Michaelaalo/Data_Anonymizer_Project_using_Machine_Learning

Project Summary: Anonymizing Customer Reviews Using Presidio and spaCy

In this project, we aimed to protect sensitive information within a dataset of customer reviews by anonymizing Personally Identifiable Information (PII) using Microsoft Presidio and spaCy. Below is a concise summary of the steps and processes involved in the project:

Setup and Installation 📦

First, we installed the necessary Python libraries, including pandas for data manipulation, presidio-analyzer and presidio-anonymizer for PII detection and anonymization, and spacy for Named Entity Recognition (NER). We also downloaded the spaCy language model (en_core_web_lg) to enhance PII detection capabilities.

pip install pandas presidio-analyzer presidio-anonymizer spacy
python -m spacy download en_core_web_lg

Loading and Exploring the Dataset 📊

We downloaded the "Customer Review" dataset from Kaggle, loaded it into a Pandas DataFrame, and explored its structure, focusing on columns that potentially contain PII, such as 'Customer name'.

import pandas as pd

# Load the dataset
df = pd.read_csv('Customer Review.csv', encoding='ISO-8859-1')
print(df.head())

Initializing Presidio with spaCy 🔍

We configured Presidio to use the spaCy model for NER by setting up the AnalyzerEngine with spaCy's en_core_web_lg model and initialized the AnonymizerEngine to handle the anonymization process.

from presidio_analyzer import AnalyzerEngine
from presidio_analyzer.nlp_engine import NlpEngineProvider
from presidio_anonymizer import AnonymizerEngine
from presidio_anonymizer.entities import OperatorConfig

# Load spaCy model
import spacy
nlp = spacy.load("en_core_web_lg")

# Configure the NLP engine with spaCy
nlp_engine_provider = NlpEngineProvider(nlp_configuration={
    "nlp_engine_name": "spacy",
    "models": [{"lang_code": "en", "model_name": "en_core_web_lg"}]
})
nlp_engine = nlp_engine_provider.create_engine()

# Initialize Presidio Analyzer and Anonymizer with the spaCy NLP engine
analyzer = AnalyzerEngine(nlp_engine=nlp_engine)
anonymizer = AnonymizerEngine()

Identifying and Anonymizing PII 🔒

We defined functions to detect PII in the text using Presidio’s analyzer and to anonymize the detected PII using Presidio’s anonymizer. We applied these functions to the 'Customer name' column in the dataset, replacing detected PII with a placeholder ('ANONYMISED').
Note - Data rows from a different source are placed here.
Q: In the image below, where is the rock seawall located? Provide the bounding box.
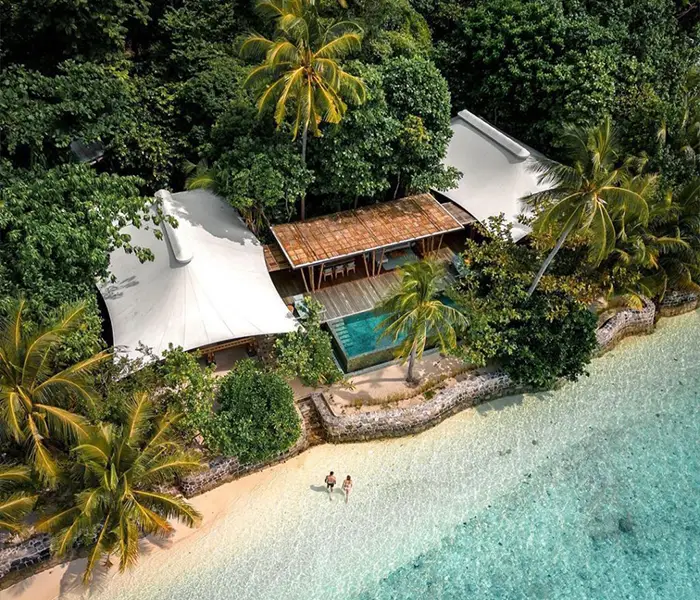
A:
[595,297,656,354]
[658,291,699,317]
[311,371,524,443]
[311,296,657,443]
[0,535,50,581]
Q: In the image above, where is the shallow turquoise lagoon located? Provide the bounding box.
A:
[88,312,699,600]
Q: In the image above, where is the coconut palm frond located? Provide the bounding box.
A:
[133,490,202,529]
[82,514,114,584]
[315,32,362,59]
[0,492,37,534]
[376,261,467,382]
[239,34,275,60]
[34,403,91,441]
[41,392,203,583]
[26,414,60,485]
[587,203,617,266]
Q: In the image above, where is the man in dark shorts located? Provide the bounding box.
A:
[325,471,336,499]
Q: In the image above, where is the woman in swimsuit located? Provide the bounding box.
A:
[342,475,353,504]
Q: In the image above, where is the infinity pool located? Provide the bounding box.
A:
[328,295,456,371]
[68,311,700,600]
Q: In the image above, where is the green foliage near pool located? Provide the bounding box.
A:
[275,298,343,386]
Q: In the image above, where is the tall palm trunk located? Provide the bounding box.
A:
[300,122,309,221]
[406,340,418,383]
[527,220,576,297]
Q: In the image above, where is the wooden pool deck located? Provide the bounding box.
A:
[272,245,458,322]
[312,271,401,321]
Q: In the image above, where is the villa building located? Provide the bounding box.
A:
[98,110,550,368]
[264,193,464,323]
[435,108,549,241]
[98,189,297,362]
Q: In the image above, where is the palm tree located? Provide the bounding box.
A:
[377,261,467,383]
[599,178,700,308]
[0,464,37,534]
[525,117,658,297]
[241,0,367,219]
[657,67,700,162]
[656,179,700,292]
[604,190,689,307]
[38,393,203,584]
[0,300,110,485]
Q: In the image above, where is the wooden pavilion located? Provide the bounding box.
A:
[266,193,463,293]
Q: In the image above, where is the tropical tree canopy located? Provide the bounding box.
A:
[377,261,467,383]
[38,393,203,583]
[525,117,658,295]
[0,300,109,484]
[241,0,367,143]
[606,178,700,303]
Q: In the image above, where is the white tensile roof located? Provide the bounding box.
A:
[438,109,549,242]
[99,189,297,360]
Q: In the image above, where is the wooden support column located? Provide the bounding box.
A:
[308,265,315,292]
[300,267,310,293]
[437,234,444,251]
[377,248,386,275]
[317,262,325,290]
[362,252,370,277]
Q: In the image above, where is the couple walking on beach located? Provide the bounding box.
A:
[324,471,352,503]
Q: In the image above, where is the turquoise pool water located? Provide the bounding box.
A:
[334,309,401,357]
[77,312,699,600]
[330,295,457,359]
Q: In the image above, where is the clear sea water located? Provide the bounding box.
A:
[74,312,699,600]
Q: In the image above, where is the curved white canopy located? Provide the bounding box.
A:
[438,109,549,242]
[99,189,297,360]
# Function to identify PII in text
def identify_pii(text):
    results = analyzer.analyze(text=text, language='en')
    return results

# Function to anonymize PII in text
def anonymize_text(text, results):
    anonymized_text = anonymizer.anonymize(
        text=text,
        analyzer_results=results,
        operators={'DEFAULT': OperatorConfig(operator_name='replace', params={'new_value': 'ANONYMISED'})}
    )
    return anonymized_text

We then applied these functions to the 'Customer name' column:

# Anonymize the 'Customer name' column
def anonymize_column(column):
    anonymized_data = []
    for text in column:
        results = identify_pii(text)
        anonymized_result = anonymize_text(text, results)
        anonymized_data.append(anonymized_result.text)
    return anonymized_data

# Apply anonymization to the 'Customer name' column
df['AnonymizedCustomerName'] = anonymize_column(df['Customer name'])
print(df[['Customer name', 'AnonymizedCustomerName']].head())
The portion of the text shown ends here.